I made a cardinal property as follows
Let $\kappa$ be $\lambda$-Monotonous iff: $$\forall S\in\mathcal{P}_{=\lambda}(\mathrm{V})\forall T\in\mathcal{P}_{=\kappa}(\mathrm{V})(S\subseteq T\rightarrow (S,\in)\prec (T,\in))$$ The intuition behind this is that many $S$ of cardinality $\lambda$ are too similar to tell apart to those of cardinality $T$. So far, I have determined that:
- No Monotonous cardinal $\kappa$ is $\lambda$-Monotonous for any $\lambda\geq\kappa$(This one is fairly obvious)
- No infinite cardinal $\kappa$ is $\lambda$-Monotonous for any finite $\lambda$
- There are no cardinals which are $\aleph_0$-Monotonous, this combined with the last 2 statements means $\aleph_0$ is not Monotonous at all
- Every wordly cardinal is not $\lambda$-Monotonous unless $\lambda$ is wordly
- Every successor to a worldly cardinal is not $\lambda$-Monotonous unless $\lambda$ is a successor to a wordly cardinal
- $\beth_{\omega}$ is not $\lambda$-Monotonous for any $\lambda$ a $\beth$ number (and thus GCH implies $\beth_\omega$ is not Monotonous at all)
Can you find anything else about these cardinals?

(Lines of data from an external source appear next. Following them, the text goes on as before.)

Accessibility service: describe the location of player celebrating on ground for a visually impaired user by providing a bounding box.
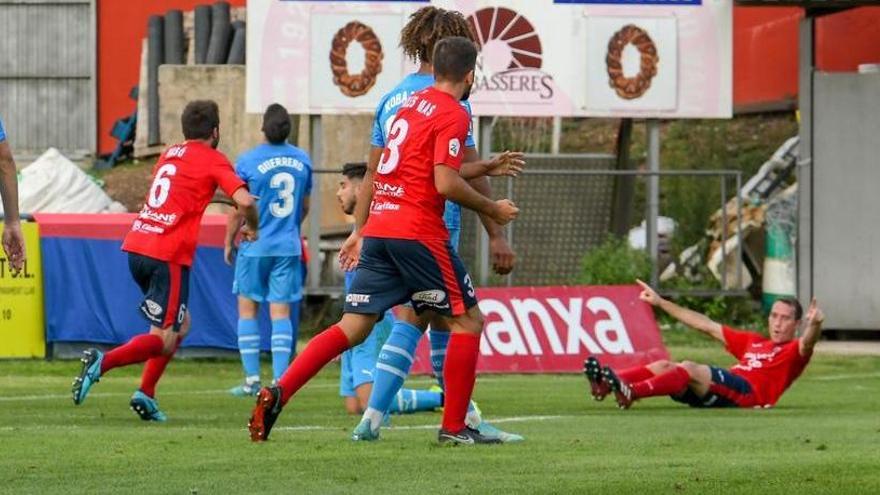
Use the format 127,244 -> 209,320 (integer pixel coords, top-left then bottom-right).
340,6 -> 524,441
73,100 -> 258,421
336,162 -> 443,414
584,280 -> 825,409
224,103 -> 312,397
248,37 -> 518,444
0,113 -> 25,274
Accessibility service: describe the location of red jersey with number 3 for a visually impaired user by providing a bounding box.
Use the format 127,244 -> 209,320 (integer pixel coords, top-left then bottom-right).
723,327 -> 812,406
122,141 -> 245,266
363,87 -> 470,240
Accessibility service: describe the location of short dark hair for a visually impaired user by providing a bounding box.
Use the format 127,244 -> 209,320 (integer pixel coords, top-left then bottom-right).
180,100 -> 220,139
342,162 -> 367,179
262,103 -> 290,144
776,297 -> 804,320
432,36 -> 477,82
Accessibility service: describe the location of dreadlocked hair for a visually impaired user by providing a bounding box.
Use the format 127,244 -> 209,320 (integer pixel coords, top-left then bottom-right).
400,6 -> 474,63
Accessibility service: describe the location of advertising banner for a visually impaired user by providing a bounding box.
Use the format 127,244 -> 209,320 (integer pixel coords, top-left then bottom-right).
247,0 -> 733,118
0,222 -> 46,358
413,285 -> 669,373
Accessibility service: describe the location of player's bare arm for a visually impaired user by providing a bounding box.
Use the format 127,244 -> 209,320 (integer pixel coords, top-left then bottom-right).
0,140 -> 26,274
232,187 -> 260,241
798,297 -> 825,356
339,146 -> 384,271
459,148 -> 526,180
636,280 -> 724,342
434,163 -> 519,225
459,147 -> 525,275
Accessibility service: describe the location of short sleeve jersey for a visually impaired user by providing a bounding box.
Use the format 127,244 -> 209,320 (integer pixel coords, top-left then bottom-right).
364,87 -> 470,240
235,143 -> 312,256
122,141 -> 245,266
370,73 -> 476,233
723,327 -> 812,406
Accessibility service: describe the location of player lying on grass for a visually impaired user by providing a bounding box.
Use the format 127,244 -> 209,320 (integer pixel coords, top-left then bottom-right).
0,113 -> 26,275
224,103 -> 312,397
248,37 -> 519,445
336,162 -> 443,414
584,280 -> 825,409
340,6 -> 525,441
73,100 -> 259,421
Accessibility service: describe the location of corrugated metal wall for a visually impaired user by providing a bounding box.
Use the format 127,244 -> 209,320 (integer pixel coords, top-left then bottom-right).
0,0 -> 95,154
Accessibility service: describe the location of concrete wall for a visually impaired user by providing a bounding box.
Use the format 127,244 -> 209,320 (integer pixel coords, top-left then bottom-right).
812,72 -> 880,330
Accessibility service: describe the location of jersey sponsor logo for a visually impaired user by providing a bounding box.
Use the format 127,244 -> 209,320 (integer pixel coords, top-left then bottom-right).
138,205 -> 177,226
412,289 -> 446,304
345,294 -> 370,306
370,201 -> 400,212
373,181 -> 406,198
449,138 -> 461,156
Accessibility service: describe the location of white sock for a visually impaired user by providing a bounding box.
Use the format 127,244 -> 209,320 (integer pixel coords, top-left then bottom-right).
363,407 -> 385,431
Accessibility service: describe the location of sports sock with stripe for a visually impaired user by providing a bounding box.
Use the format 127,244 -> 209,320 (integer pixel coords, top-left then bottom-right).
364,320 -> 422,430
101,333 -> 164,375
428,328 -> 449,388
272,318 -> 294,380
238,318 -> 260,383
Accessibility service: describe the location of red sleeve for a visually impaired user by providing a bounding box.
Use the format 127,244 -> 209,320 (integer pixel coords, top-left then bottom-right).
212,157 -> 246,197
721,326 -> 758,359
434,108 -> 470,170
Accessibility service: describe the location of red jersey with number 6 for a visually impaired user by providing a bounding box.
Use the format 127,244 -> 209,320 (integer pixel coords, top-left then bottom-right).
122,141 -> 245,266
363,87 -> 470,240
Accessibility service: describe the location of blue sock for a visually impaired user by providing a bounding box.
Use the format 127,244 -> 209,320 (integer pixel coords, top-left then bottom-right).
428,328 -> 449,388
272,318 -> 293,381
238,318 -> 260,382
388,388 -> 443,414
364,320 -> 422,429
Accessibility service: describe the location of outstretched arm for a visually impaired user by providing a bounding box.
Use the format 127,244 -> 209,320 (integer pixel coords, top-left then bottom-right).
636,279 -> 725,343
799,297 -> 825,357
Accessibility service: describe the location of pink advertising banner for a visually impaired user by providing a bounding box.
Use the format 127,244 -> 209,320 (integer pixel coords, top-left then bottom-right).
413,285 -> 669,373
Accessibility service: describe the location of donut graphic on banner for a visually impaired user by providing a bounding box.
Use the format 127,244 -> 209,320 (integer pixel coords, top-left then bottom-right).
330,20 -> 384,97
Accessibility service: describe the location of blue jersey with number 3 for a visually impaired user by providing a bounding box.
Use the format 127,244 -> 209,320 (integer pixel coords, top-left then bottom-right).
235,143 -> 312,256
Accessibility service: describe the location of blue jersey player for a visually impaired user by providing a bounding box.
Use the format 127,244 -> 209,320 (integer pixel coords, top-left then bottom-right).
340,6 -> 524,441
336,162 -> 443,414
225,104 -> 312,396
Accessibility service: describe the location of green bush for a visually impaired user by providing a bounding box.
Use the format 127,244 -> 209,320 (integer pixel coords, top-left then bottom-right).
577,236 -> 651,285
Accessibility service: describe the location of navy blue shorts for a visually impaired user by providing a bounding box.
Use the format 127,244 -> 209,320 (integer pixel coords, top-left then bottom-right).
128,253 -> 189,332
345,237 -> 477,316
672,366 -> 755,407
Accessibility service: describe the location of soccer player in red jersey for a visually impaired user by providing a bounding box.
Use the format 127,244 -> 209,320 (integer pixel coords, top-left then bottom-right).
584,280 -> 825,409
248,37 -> 518,444
73,101 -> 258,421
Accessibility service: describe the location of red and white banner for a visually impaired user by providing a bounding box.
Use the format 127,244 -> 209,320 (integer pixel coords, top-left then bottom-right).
412,285 -> 669,373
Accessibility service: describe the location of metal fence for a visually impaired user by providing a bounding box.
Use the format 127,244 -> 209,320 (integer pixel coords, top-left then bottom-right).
307,161 -> 744,295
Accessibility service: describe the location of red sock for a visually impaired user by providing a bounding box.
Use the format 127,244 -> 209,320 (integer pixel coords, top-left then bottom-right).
141,336 -> 183,399
614,366 -> 654,383
631,366 -> 691,398
278,325 -> 351,404
101,333 -> 163,375
443,332 -> 480,433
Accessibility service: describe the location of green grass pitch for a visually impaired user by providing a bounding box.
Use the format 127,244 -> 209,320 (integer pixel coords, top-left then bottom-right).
0,345 -> 880,495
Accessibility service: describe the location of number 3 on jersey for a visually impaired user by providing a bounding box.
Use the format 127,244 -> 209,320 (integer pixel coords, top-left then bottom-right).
378,119 -> 409,175
269,172 -> 296,218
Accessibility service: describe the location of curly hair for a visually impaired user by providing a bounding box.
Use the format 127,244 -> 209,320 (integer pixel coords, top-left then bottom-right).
400,6 -> 475,63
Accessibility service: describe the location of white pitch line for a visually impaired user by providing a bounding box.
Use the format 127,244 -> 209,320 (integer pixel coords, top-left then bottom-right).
273,416 -> 577,431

-BTW Try using Tarski-Vaught test maybe?
This notion is flat out inconsistent.
Pick $T\prec H(\theta)$ for a large enough $\theta$, then note that $\varnothing\in T$, and pick $S$ to be any subset of $T$ of the right cardinality, then $S\setminus\{\varnothing\}$ has the same cardinality and it is still a subset of $T$. But it is impossible that $S\setminus\{\varnothing\}\prec T$, because $\varnothing$ is definable.